椒房殿里,卫子夫正在窗下绣花。侍女轻声禀报完西市的动静,卫子夫手里的针停了一瞬,然后继续穿过绸面。“刘据书坊……东家刘彻……”她低声念了一遍,嘴角微微弯了一下,“倒是好名字。”她把那针绣完,搁下绣绷站起来走到窗前,望着西市的方向,“那姑娘胆子大,脑子也清楚。以天子的名义开书坊,谁还敢动她?”

绮兰殿的灯今天又暗了一盏。李夫人没有摔东西,只是坐在镜前把一枚玉簪插进发髻里,插了三次才插稳。“刘据书坊……”她对着铜镜笑了一下,笑容很短,“她倒会给自己找靠山。可这靠山找的……是谁的儿子?”她站起来走了两步,又坐下来,“陛下……就由着她?”

宣室殿里,刘彻看着案上摊开的那份密报。上面写着:“西市赌坊‘四海博’于今日晨被收购,更名‘刘据书坊’。新匾标注:‘东家·刘彻。管事·夏昭糖、夏紫薇。’”他看了很久,把密报翻来覆去看了两遍,然后搁在案角那排青布书的旁边。

他抬手碰了碰右手腕上那道青纹。温的。像是感应到了什么,那道纹路轻轻亮了一下。他忽然笑了一声——比之前那几次都长一些,带着一种奇怪的情绪,像是被什么不轻不重的东西戳了一下心口。

“刘据书坊……”他念了一遍这四个字,“她拿朕的儿子当店名,拿朕当东家,她自己做管事。”他又念了一遍,“东家·刘彻。”他摇了摇头,又笑了一下,这次笑意更深了些,眼底却浮着一层极淡的酸意,像有人在他没注意的时候,把一只小狐狸的名字写在了他儿子的匾额上。可那酸意底下,又压着一层别的什么东西——那姑娘用他的名字开了店。她把他和她的名字放在了一起。不管那匾上写的是谁的儿子,东家那一栏写的是他。他是东家。她是管事。

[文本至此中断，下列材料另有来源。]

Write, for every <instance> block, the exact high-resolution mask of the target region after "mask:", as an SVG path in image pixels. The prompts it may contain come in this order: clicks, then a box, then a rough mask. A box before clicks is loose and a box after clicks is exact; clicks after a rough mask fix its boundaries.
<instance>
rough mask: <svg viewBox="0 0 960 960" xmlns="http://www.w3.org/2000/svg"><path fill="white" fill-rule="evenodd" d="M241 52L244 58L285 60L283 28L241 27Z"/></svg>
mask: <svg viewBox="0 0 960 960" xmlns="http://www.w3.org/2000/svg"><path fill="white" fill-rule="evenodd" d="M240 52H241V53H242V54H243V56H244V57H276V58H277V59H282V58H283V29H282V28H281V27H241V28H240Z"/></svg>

他靠回椅背,抬手把那道青纹又碰了一下:“管事……”他低声说,“朕倒要看看,你管得了多大的摊子。”

当天夜里,那三十个抄写员已经分了三组开工了。第一组抄《刘据和卫子夫》,第二组抄《沉香如屑》,第三组抄《三生三世十里桃花》——三套书同时开动,墨香从两个书坊和一个新书坊里一起飘出来,弥漫了半条西市。

夏昭糖站在“刘据书坊”三楼的窗口,往下看。夜色里的长安城灯火万点,西市的街巷像铺开的棋盘。她低头看了看掌心里的白玉坠子,又摸了摸腕间那道青色的纹路,然后把窗关上,转身下了楼。

她没注意到的是,宣室殿那一夜灯亮了很久。刘彻坐在案前批了一叠军报,批着批着忽然拿起一张空纸,提笔写了两个字:“管事。”又划掉。又写了两个字:“昭糖。”又划掉。最后他把纸揉成一团丢进火盆里,站起来走到窗前,望着西市的方向,那道青纹在夜风里微微发热,像是有人在另一头正站在三楼的窗口往下看。

“管事也好,东家也好。”他对着夜色低声说了一句,“反正名分已经写在一起了。”

火盆里那张揉皱的纸烧成了灰,风一吹就散了。但纸上那两个被划掉的字,一个都没散在风里。

天幕之上

大唐太极宫,李世民把天幕里那块“刘据书坊”的匾看了半天,转头看向长孙皇后:“她拿他儿子的名字开书坊,东家写他自己……这姑娘是故意的?”

长孙皇后轻轻落下一枚棋子:“当然是故意的。她要把三个人都放在同一个牌匾上——太子、天子、她自己。让长安城所有人都看见。”她笑了笑,“这一招叫‘光明正大’。谁敢动天子和太子联名的铺子?”

叶罗丽仙境,辛灵仙子望着天幕里那块朱底金字的匾额,指尖灵光轻轻一颤:“渠已经挖开了。水会顺着流过去。流到该去的地方。”